Overview

Citigroup Centre, Auckland

Citigroup Centre, Auckland

Origins

Argosy Property Limited (list code ARG) was listed on the New Zealand Stock Exchange (originally as Paramount Property Trust) on 3 December 2002, after a successful public offering that raised unit holders’ equity of $31,543,000. This was the first step for a new property investment vehicle with the objective of achieving steady growth in assets under management and a superior yield.

Strategy

Today, the Company’s focus is on the acquisition of quality investments and properties where value can be added or properties modernised to extend their effective useful life. The Company targets properties in strategic and popular locations, enabling low vacancy rates and good lease term profiles, and properties that provide the best prospect for rental and capital growth.

The aim of the Company is to maintain a diversified portfolio containing the broad spread of high-quality assets necessary to provide a steady and stable income return. These core properties will be complemented by others with ‘added value’ opportunities.
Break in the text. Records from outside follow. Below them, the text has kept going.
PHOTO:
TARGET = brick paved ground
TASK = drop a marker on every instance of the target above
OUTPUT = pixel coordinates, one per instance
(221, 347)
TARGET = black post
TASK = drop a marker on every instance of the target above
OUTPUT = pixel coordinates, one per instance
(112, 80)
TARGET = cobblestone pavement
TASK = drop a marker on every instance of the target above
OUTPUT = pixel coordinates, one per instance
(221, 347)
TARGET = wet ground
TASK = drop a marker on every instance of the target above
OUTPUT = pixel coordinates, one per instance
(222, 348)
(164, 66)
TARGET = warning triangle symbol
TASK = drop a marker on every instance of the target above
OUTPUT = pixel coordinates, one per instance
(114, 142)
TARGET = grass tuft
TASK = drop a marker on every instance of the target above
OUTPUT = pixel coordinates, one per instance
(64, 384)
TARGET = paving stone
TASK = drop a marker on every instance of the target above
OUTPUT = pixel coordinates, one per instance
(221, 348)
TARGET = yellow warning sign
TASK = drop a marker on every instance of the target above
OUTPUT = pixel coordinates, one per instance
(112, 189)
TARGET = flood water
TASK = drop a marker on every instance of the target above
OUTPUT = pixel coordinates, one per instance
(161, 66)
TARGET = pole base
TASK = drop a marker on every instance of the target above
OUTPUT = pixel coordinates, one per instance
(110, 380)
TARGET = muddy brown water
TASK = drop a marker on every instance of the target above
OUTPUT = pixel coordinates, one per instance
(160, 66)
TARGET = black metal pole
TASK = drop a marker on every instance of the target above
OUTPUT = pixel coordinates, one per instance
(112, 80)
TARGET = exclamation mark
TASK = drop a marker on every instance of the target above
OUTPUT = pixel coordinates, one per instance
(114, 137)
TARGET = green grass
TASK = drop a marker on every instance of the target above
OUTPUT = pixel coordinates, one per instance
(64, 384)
Essentially, it is through a combination of achieving stable returns from the core assets and maximising the potential from the added value opportunities that the Company will be able to provide strong returns overall for investors. Argosy only undertakes its own developments to enhance the value and quality of property in its portfolio, or to create assets that will be held in its portfolio. In either case the benefit is realised through enhanced income returns. Wherever possible, properties held for development contribute a holding income. It follows from Argosy’s focus on income returns that it should not be considered a property developer aiming to make profits from trading in property.

Internalisation and Corporatisation

Argosy Property Trust’s unitholders approved internalisation of the Trust’s management at the annual general meeting of unitholders in August 2011.  The effect of internalisation was to completely separate the Trust from ANZ National and from One Path. This resulted in a significant improvement in earnings for the Trust.  At the 2011 AGM the Board of Directors also undertook to investigate corporatisation under which the Trust would be converted to a company, and prepare a recommendation for unit holders consideration, prior to the next AGM. The corporatisation proposal was expected to generate savings in trustee expenses, such as trustee fees and legal costs. The Manager’s corporatisation proposal was presented to unitholders and approved at an extraordinary meeting in February 2012.  Accordingly the Trust was corporatised and replaced by a new company, Argosy Property Limited, with effect from 1 March 2012.  Following corporatisation, Argosy Property Limited is on track to realise the expected corporatisation savings. 

One of the top real estate teams in the country

The Argosy team is made up of 10 experienced property professionals who are well qualified and perform at the highest level in the industry. They are supported by an equally committed and competent administration and accounting staff of 10. Argosy Property Limited has a very competitive management expense ratio compared to the other listed property investment vehicles in New Zealand.